Dataloader adding extra dimension, I don't know why

Abhishek_Gupta · May 31, 2023, 11:00am

Let me explain the secenry which i think is not important. I have created a tensor of images length of which is 30 so its shape is (30,3,448,448) where 3 is color channel and 448 is the pixel values.

But after passing it through DataLoader:
train_data = DataLoader( batch_size = 32, shuffle = False, dataset = train_data )

where x_train has the shape of mentions above.

After doing the above operation with DataLoader the shape of train_data becomes (30,30,3,448,448). Now my Question from where did that 30 came from as i was expecting (30,3,448,448)

Hope You all understand the problem

ptrblck · May 31, 2023, 6:57pm

I don’t fully understand the issue as I would expect to see an output batch from the DataLoader in the shape [batch_size=32, 30, 3, 448, 448] since the DataLoader will add the batch dimension containing batch_size samples.
Also, x_train is undefined so I assume you are passing it to the DataLoader instead of train_data?

Abhishek_Gupta · June 1, 2023, 4:42am

Yes my bad ! While posting by mistakenly wrote train_data instead of x_train

Why would it add batch_size in dim = 0, because i think dataloader works here to divide the data in size of batch_size so if the data has size n so it will divide data such each batch will have size (32,3,448,448).

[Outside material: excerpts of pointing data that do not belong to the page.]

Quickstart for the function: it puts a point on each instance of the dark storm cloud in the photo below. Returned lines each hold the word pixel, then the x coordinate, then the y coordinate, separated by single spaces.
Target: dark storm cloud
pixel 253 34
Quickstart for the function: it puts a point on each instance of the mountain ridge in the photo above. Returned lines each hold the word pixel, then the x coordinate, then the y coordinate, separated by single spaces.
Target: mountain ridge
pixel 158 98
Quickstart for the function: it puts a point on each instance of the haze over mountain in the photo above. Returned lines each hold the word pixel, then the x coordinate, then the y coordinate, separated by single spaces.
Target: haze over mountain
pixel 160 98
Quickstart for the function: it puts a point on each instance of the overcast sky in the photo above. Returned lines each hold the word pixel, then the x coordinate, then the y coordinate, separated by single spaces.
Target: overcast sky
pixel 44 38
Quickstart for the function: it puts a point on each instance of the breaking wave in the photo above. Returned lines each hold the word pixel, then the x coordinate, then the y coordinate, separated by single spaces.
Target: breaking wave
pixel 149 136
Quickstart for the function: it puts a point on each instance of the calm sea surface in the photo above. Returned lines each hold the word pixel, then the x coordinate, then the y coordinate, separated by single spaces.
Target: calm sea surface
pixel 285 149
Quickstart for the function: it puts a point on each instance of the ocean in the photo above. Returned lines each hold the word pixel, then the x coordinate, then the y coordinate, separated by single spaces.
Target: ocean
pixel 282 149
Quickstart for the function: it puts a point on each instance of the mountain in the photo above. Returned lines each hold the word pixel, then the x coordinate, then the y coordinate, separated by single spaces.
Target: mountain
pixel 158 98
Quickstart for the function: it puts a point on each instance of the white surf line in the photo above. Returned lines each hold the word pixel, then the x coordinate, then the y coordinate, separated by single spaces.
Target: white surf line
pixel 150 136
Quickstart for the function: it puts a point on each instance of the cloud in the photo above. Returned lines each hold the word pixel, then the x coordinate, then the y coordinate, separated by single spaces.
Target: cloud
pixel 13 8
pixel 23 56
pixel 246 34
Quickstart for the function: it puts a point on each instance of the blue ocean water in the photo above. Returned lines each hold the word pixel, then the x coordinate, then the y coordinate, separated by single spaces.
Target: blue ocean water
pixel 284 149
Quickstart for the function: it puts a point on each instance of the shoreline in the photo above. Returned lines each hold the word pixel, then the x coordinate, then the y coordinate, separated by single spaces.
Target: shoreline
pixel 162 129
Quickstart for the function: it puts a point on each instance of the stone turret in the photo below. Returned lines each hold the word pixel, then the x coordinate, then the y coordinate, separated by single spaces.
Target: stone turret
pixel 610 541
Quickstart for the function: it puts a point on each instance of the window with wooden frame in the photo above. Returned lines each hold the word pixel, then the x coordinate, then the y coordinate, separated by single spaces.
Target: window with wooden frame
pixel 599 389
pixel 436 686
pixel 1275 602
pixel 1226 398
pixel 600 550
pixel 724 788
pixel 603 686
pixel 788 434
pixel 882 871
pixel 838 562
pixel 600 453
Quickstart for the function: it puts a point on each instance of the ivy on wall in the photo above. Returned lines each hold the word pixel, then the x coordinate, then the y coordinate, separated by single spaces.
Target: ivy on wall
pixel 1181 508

Here n = 30, so there will be only one batch of (30,3,448,448)

I know I am wrong, Please tell me wherever I am wrong

Thank You Sir for replying (@ptrblck )

ptrblck · June 1, 2023, 7:48am

Sorry I might have misunderstood your use case as I thought each sample has a shape of [30, 3, 448, 448], but it seems that’s the overall dataset.
In this case the code works fone for me and I see the expected shape:

train_data = torch.randn(30, 3, 448, 448)
loader = DataLoader(train_data, batch_size=32, shuffle=False)

for data in loader:
    print(data.shape)
# torch.Size([30, 3, 448, 448])